The multiple award winning play “Death of a Salesman” written in 1949 by Arthur Miller is considered to be a powerful indictment of human reasoning when it comes to succeeding in life. What is often asked about the play is, why did Willy Loman have the mindset that he had, and was there any way it could have been changed to prevent his committing suicide? Willy's mindset was one created in a fantasy, believing that if he worked hard at being well liked, he could get anywhere he wanted to in business and life in general. In his mind, Willy is more concerned with being other-directed instead of inner-directed; the practice of passively influencing people through his being well liked, his only hope in life. The only problem with Willy's way of thinking is that he wound up a broken man, having only two friends, one being a neighbor, and influencing nobody, least of all himself. Such thinking immediately brings to mind Dale Carnegie's “How to win friends and influence people” published in 1936, and while this book is nowhere mentioned in Miller's play, almost presumes that at some point during his lifetime, Willy Loman read this popular book, yet misunderstood its premise.
As a 63 year-old traveling salesman, Willy clearly knows the business, even though times have changed, and with time, comes new methods of selling. Unable to get by on his personality as a salesman, Willy's sales skills are mediocre, nothing to make him stand out from the rest of the crowd, much less a higher position with the company he works for. His boss finds Willy to be incompetent and fires him, although Willy feels the real reason he is fired is because of his age, an early sign of his delusional way of thinking. But being fired is not the only problem Willy has; his relationship with his entire family is strained. His wife Linda tries to be supportive of him on the surface but when she looks objectively at him, realizes what is actually taking place, and being the good wife that she is, remains silent about it. Willy's two sons, Biff and Happy, also have a problem with their father's destructive mindset, most of it rubbing off on Biff, possibly because he is the older of the two boys. Biff is unable to live up to his father's expectations and the hot air pumped into him on a daily basis. The boy would prefer to have a job in the great outdoors, preferably out West, but his insecurity tells him to please his father instead. Willy of course could not possibly allow Biff to get the training needed for his dream job; ironically, Biff is the only Loman son who understands why his father is a failure at work and as a family man. In Willy's eyes, Biff is too good to be working outdoors and should in fact follow in his father's footsteps, being the astute businessman that he claims to be. Willy constantly reiterates to his wife and sons that his dreams will become reality, his climb up the career ladder in business happen, and compete effectively with his successful neighbor and friends, Charley and Bernard.

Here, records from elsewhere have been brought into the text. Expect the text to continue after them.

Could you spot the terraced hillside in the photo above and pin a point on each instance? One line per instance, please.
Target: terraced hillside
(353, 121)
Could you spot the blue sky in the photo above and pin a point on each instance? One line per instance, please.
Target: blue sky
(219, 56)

Charley made it to the top by working hard, not by trying to be well liked. Charley even offers Willy a job with his firm when the latter is fired, and of course Willy refuses, thinking that by accepting a job, would mean he cannot get anywhere on his own. Charley's son Bernard is a lawyer and makes good money, while Willy's sons are not making much of themselves simply because their father won't let them work at it. Biff is told that he is “too good” to be working hard (he failed math in high school), thus falling back onto the fantasy mindset being instilled into him. Naturally, Willy is jealous of Charley and Bernard, their success in life at business and family, the latter being secure in themselves, while Willy's perpetual insecurity only creates further rifts along the way. Charley sincerely cares about Willy, even loans him money to help pay the bills, in addition to giving him advice on getting back on the job. Willy would have none of it, stubborn as he is, and is left to wallow in his delusional fantasy land where success comes by hoping instead of doing. The only problem with hoping is that Willy ends up influencing no one and having only two friends show up at his gravesite after he commits suicide. When his wife Linda sees the two friends she wonders to herself, what happened to all those friends Willy claimed to have? Friends at work, friends he claimed he could influence by being well liked?

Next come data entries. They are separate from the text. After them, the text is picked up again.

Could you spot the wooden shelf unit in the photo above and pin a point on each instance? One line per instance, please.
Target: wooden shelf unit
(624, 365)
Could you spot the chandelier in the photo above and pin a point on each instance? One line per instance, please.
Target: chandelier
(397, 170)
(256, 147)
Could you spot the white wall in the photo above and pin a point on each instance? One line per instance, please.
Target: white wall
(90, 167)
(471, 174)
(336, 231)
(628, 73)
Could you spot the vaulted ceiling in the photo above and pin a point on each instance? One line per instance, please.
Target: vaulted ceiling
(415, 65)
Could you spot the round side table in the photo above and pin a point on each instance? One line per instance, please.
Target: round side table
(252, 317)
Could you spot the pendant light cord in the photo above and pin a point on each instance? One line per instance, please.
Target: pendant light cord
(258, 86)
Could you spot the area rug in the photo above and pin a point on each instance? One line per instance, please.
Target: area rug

Willy Lohman never learned that it is not “who you know” but rather “what you know” in order to get ahead in life. It is no secret that many companies seek out and keep employees who are willing to grow on the job, learn and develop new skills in order to stay ahead with the times. Dreaming big means nothing unless one actually takes action to make success happen, and it is not by “making connections” either. As delusional as Willy is about thinking that being well liked will get him anywhere he wants to go in life, what he is really doing is sabotaging any potential he has at developing the practical skills he needed to stay in business.

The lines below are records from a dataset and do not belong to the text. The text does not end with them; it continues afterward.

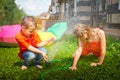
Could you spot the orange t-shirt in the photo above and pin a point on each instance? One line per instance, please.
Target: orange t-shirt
(24, 41)
(91, 47)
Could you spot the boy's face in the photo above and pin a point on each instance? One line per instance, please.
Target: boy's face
(29, 31)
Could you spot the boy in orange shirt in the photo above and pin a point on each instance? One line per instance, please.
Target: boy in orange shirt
(30, 44)
(90, 40)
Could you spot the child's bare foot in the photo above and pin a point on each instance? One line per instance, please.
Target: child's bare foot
(40, 67)
(23, 68)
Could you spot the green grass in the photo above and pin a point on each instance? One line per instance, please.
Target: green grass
(58, 70)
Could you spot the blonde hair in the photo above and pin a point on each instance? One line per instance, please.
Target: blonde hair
(27, 21)
(79, 30)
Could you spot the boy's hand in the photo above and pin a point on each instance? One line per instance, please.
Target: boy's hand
(72, 68)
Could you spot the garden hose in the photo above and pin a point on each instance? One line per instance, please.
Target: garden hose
(56, 69)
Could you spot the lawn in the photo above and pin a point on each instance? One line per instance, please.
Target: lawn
(60, 55)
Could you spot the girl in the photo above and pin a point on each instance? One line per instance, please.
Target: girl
(90, 40)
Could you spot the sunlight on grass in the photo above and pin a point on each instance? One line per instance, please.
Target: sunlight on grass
(62, 51)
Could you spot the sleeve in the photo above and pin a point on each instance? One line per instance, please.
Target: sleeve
(22, 42)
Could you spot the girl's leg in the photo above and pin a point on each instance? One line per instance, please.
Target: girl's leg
(39, 57)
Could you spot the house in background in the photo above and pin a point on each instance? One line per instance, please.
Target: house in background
(91, 12)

It can be argued that Willy Loman lacked the sensible selfishness that his neighbors Charley and Bernard had, but that is possiby due to the fact that the word “selfishness” has so many negative connotations attached to it. Ironically, while “How to win friends and influence people” came out in 1936, “The Art of Selfishness” by David Seabury was published one year later in 1937 – the latter epitomizing the character analysis for Charley and Bernard. Both were books were very popular when they were first released, and would go on to numerous reprints. “Death of a Salesman” might remain a vague reminder of a reading requirement for a high school English class, but its message about success in life remains as strong as it did when the play first came out, a play worth re-reading as an adult. Remember it is what you know for getting ahead, not who you know.